I like your proposal better than mine :-) I agree that my Tier 3's constraints were too weak :-(
On Fri, Apr 1, 2022 at 9:22 PM Brett Cannon <brett@python.org> wrote:
For me the main threat of (adding a platform to) Tier 3 is the risk that we might never ever able to drop support for these platforms. PEP 11 would be used by users as a holy document. Maybe we should be clear that Tier 3 is not a strong warranty of long term support, but is just a weak status. For example, put a time bomb: if no developer was available in the last 12 month to fix regressions, drop the platform for Tier 3.

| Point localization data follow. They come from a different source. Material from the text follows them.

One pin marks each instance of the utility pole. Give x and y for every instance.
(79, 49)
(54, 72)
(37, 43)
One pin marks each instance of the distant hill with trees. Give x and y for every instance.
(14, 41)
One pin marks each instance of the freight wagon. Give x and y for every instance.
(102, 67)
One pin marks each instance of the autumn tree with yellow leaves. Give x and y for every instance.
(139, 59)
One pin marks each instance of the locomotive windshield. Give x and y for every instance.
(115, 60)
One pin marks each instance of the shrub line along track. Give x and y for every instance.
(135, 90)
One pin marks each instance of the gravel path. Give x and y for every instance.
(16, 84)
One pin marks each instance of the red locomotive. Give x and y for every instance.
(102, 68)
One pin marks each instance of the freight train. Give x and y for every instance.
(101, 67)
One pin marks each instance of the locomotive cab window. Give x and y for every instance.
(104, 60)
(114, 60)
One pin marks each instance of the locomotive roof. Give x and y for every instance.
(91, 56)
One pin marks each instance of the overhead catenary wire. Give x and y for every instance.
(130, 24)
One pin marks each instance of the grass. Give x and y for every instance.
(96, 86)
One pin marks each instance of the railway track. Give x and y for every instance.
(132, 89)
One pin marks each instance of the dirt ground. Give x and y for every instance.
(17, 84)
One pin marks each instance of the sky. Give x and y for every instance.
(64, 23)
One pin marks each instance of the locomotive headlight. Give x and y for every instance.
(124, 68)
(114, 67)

But without a buildbot how do we know when there are regressions and when that regression occurred? I wouldn't even know when those 12 months started w/ this proposal.

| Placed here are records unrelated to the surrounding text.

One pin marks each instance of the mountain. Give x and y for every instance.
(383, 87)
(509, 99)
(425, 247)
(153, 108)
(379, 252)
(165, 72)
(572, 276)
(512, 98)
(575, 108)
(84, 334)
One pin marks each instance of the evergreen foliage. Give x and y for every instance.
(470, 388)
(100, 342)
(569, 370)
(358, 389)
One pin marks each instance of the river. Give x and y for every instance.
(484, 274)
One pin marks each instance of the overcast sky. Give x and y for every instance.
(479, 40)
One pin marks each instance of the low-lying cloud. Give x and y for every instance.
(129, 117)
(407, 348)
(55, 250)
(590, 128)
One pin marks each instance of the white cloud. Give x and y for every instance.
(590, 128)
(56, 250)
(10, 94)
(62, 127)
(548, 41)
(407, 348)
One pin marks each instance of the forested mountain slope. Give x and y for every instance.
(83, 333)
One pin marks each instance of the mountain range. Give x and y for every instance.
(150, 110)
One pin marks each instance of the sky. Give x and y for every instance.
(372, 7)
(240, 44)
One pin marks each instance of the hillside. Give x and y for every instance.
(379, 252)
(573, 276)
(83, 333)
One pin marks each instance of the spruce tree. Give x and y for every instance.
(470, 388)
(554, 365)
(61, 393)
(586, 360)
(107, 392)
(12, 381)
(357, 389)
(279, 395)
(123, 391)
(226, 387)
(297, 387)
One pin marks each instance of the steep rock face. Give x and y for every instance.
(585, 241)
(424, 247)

After sending my email, I realized that "the grumpy user" would use the lack of buildbot as an argument to keep the platform: the platform is working since there is no red buildbot!
Yeah, sadly, I have no idea of the current status of the Android support. Maybe it's mostly ok. Maybe it's badly broken.
I'm thinking at these platforms for Tier 3:
- AIX 6.4 and newer (has a buildbot)
- Android API 24
- FreeBSD
- OpenBSD
- NetBSD
- s390x arch
- Solaris (has a buildbot)
Here's my counter-proposal.
Tier 3:
- 1 core dev
Yeah sadly, it's hard to find 2 volunteers for these less common platforms.
- Buildbot
- SC/consensus approval to be added/removed
IMO a platform must have a running buildbot and the buildbot must not fail for at least 2 weeks to be considered as good enough to enter Tier 3. It should be a pre-condition to consider adding a platform to a Tier. That's different from the current PEP 11 which says that "having a buildbot" is enough, it doesn't specify if it should work or not.
- Can have a directory in
Tools/
to maintain things such as build configs (see https://github.com/python/cpython/tree/main/Tools/wasm as an example)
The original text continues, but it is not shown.